Когда капитан вышел из конторы, Эзра отправился к отцу в кабинет.
— Чудак! — заметил он, кивнув на дверь, через которую удалился Миггс. — Я услышал, что он ревет, как разъяренный бык, и решил, что мне следует послушать. Но иметь такого человека на службе очень полезно.
— Он просто полудикарь, — ответил его отец, — и прекрасно чувствует себя среди дикарей. Вот почему он так хорошо с ними ладит.
— И тамошний климат ему тоже, кажется, не вредит.
— Не вредит его плоти, ты хочешь сказать. Но его безнравственности можно только ужасаться. Впрочем, вернемся к делу. Будь добр, повидайся со страховщиками и уплати взнос за «Черного орла». Если окажется возможным, то увеличь сумму страховки. Но действуй очень осторожно, Эзра, с большим тактом. В следующее плавание «Черный орел» отправится в пору равноденственных штормов. И если с ним все-таки что-нибудь случится, то фирме незачем оставаться в убытке.
Глава V
СОВРЕМЕННЫЕ АФИНЯНЕ
Эдинбургский университет с угрюмым юмором именует себя «альма матер» своих студентов, но если его и можно признать матерью, то лишь самого героического спартанского склада, удивительно хорошо умеющей скрывать свои материнские чувства. Университет интересуется своими сынами лишь в тех не слишком редких случаях, когда надеется получить от них гинею-другую. И тут остается только дивиться, с какой заботой старая курица считает своих цыплят и с какой быстротой эта просьба достигает каждого из тысяч ее питомцев, рассеянных по всей империи, — питомцев, которые, несмотря на пренебрежительное к ним отношение, питают в глубине души нежную привязанность к своему колледжу. Самый вид университета символичен: квадратное массивное здание, угрюмый серый фасад — ни колонны, ни барельефы нигде не смягчают скучного однообразия каменных стен. В этом оплоте учености и практической пользы нет места для сентиментальности и романтизма, что, впрочем, отвечает духу той нации, самым молодым и самым процветающим учебным заведением которой он является.
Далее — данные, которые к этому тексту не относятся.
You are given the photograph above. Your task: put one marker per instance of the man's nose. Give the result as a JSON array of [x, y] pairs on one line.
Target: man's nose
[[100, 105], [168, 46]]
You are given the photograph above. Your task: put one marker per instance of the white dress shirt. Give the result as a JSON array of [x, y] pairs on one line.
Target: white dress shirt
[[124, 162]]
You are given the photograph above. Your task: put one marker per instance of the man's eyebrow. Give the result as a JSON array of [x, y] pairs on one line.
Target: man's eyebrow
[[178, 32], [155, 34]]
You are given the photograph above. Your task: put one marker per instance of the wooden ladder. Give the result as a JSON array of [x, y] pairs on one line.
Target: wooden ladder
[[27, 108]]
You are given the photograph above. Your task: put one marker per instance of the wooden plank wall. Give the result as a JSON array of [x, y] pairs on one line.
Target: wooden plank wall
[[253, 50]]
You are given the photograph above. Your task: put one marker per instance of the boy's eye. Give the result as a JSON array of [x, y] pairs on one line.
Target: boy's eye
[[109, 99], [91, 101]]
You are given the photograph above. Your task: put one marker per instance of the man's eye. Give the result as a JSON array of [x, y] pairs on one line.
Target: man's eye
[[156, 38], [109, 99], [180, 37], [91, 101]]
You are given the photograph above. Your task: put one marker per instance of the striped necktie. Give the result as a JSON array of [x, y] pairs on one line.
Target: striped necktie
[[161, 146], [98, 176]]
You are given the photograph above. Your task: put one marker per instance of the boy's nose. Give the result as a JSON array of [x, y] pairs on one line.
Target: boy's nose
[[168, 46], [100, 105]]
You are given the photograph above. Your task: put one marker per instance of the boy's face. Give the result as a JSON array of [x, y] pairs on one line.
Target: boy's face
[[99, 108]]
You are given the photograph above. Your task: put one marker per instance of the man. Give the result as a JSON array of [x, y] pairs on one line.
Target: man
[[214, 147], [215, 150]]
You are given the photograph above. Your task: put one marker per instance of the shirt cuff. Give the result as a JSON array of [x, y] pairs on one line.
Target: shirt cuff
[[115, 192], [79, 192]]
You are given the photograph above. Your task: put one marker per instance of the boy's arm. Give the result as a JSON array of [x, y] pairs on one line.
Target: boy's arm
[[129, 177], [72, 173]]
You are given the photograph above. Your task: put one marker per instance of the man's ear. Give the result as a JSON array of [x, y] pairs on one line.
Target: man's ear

Юноша, поступивший в какой-нибудь английский университет, словно вновь оказывается в школе, лишь несколько более обширной и премудрой. Если же он окончил Харроу или Итон, то ему и вовсе трудно заметить разницу между жизнью, которую он вел в старшем классе, и той, которая ожидает его на берегах Кэма или верхней Темзы. Ему отводятся комнаты, в которых до него уже обитали неисчислимые поколения студентов и которые в будущем послужат приютом для стольких же поколений. Его религиозность служит предметом тщательной опеки, он обязан являться на общую молитву в зал и посещать часовню. Ему положено возвращаться в свой колледж не позже установленного времени. Специальные служители следят за его благонравием, и любой его проступок может навлечь на него строгое наказание. Но зато университет всячески им интересуется и гладит его по головке за каждый успех. Того, кто опояшет свои чресла и начнет трудиться, ожидают всяческие награды, стипендии, солидные денежные пособия.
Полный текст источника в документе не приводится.